Tak ada yang mengetahui berapa persisnya bom nuklir yang dimiliki Korut.
Tapi,  lembaga Stockholm International Peace Research Institute memperkirakan, Korut punya 6-8 stok bom.
Korut memang masih punya kelemahan untuk menembakkan bom itu ke jarak yang sangat jauh, semisal ke AS.
Tapi, mereka bisa meluluhlantakkan seluruh Korsel, Jepang, atau Beijing, dalam sekali hantam.
Duh, semoga bom itu tak bisa menjangkau Indonesia ya?
2. Kapal Selam Mini
Alat tempur satu ini begitu ditakuti oleh para rival Korut.
Meski kecil, kapal ini begitu sulit dideteksi.
Pada 2010, kapal perang Korsel, Cheonan, tenggelam.
Sebanyak 46 prajurit AL mereka gugur.
Sampai kini, tak ada yang mengetahui penyebabnya, karena tak ada kapal yang terdeteksi di sana.
Tapi, ada bukti serpihan material kapal, yang menimbulkan dugaan, 2 kapal selam mini Korut, menjadi aktor utama.
Serpihan itu adalah bagian torpedo CHT-02D, yang biasa digunakan oleh Korut.
Korut punya dua jenis kapal selam ini, yakni Sang-O dan Yono.
Diperkirakan, Korut punya lebih dari 50 kapal selam ini.
3. Meriam
Militer Korut dikenal tergila-gila dengan koleksi meriam antiudara.
Dua meriam yang paling berbahaya adalah 170mm KOKSAN howitzers dan peluncur roket MRL-240.
Meriam KOKSAN bisa menembak sejauh 59 kilometer dengan kecanggihan sistem isi ulang yang begitu cepat. 
Yang mencengangkan, Korut diperkirakan punya 500 buah meriam jenis ini! 
4. Rudal Balistik
Ilmuwan Korut mendedikasikan waktu dan tenaga mereka untuk menciptakan senjata mengerikan dalam bentuk rudal jarak jauh sampai dekat.
Rudal Hwasong dan Toksa dikenal sebagai andalan Korut.
Kabarnya, rudal ini sangat mirip dengan rudal Scud. 
Hwasong-5 dibuat awal 1980.
Rudal ini punya daya jangkau 321 kilometer.
Dalam kata lain, Kim Jong-Un bisa menembakkan rudal ini dari Surabaya, sementara sasarannya, taruhlah, ada di Solo.
Korea Selatan sangat cemas dengan rudal ini, karena kabarnya, sampai sekarang mereka tak punya sistem penangkis rudal yang canggih.
Korut kini dikabarkan tengah mengembangkan Rudal jarak jauh bernama Taepodong 2.
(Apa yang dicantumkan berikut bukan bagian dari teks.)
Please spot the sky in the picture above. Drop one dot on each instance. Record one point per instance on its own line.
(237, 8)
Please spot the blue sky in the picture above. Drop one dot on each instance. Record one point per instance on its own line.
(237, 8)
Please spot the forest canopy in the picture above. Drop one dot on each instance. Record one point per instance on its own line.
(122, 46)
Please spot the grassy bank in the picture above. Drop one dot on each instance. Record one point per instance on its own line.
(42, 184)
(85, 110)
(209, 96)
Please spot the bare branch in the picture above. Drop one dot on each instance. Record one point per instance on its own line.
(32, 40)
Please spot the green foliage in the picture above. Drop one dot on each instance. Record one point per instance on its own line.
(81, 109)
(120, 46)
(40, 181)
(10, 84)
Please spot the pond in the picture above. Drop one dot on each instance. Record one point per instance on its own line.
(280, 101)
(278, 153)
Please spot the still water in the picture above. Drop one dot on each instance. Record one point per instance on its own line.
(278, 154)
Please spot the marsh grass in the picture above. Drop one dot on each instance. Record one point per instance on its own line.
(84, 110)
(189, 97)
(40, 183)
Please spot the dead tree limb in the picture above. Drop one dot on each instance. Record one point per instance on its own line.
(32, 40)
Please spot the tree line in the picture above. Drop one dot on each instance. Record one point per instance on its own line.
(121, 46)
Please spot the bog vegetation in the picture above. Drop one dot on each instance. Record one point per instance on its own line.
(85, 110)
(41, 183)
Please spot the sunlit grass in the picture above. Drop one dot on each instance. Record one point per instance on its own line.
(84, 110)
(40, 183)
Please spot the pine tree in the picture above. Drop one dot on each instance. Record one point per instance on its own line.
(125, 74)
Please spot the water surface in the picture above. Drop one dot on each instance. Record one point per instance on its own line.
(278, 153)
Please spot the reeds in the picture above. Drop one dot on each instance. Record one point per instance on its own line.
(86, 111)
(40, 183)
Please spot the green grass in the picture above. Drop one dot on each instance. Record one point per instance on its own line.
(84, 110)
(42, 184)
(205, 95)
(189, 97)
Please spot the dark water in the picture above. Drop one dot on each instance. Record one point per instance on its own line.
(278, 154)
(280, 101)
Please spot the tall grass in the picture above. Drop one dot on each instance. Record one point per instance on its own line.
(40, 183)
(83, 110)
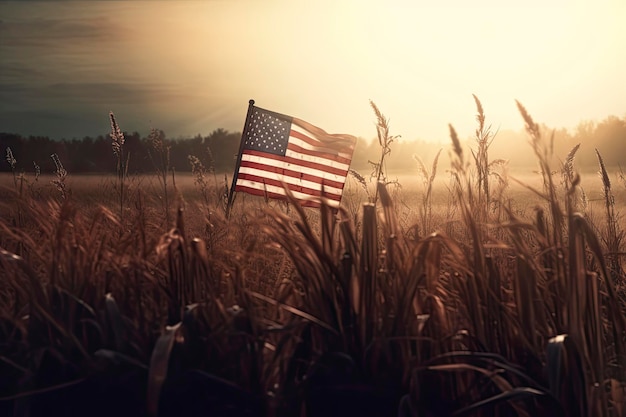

Rudal ini bisa menjangkau 4000 - 8000 kilometer, dengan artian, jangankan Malaysia, Indonesia pun terjangkau oleh rudal ini!
5. Senjata Kimia
Inilah senjata mengerikan terakhir yang dimiliki Korut.
Tak bersuara seperti bom nuklir, tapi disebut-sebut lebih mematikan.
Mereka diklaim memeiliki biro khusus untuk mengembangkan senjata kimia ini, sekaligus melatih orang-orang pilihan untuk menggunakannya.
Berbagai jenis gas beracun mereka kembangkan, termasuk gas syaraf, VM and VX.
Ada laporan yang menyebutkan Korut mencoba senjata ini ke sejumlah tahanan politik.
Pada 2012, ada laporan yang menyebut, ditemukan topeng gas buatan Korea Utara di perang Suriah.
Pembunuhan Kim Jong-Nam yang begitu cepat dan diam, di Malaysia, terlepas masih jadi misteri siapa otak pelakunya, juga mengunakan zat kimia.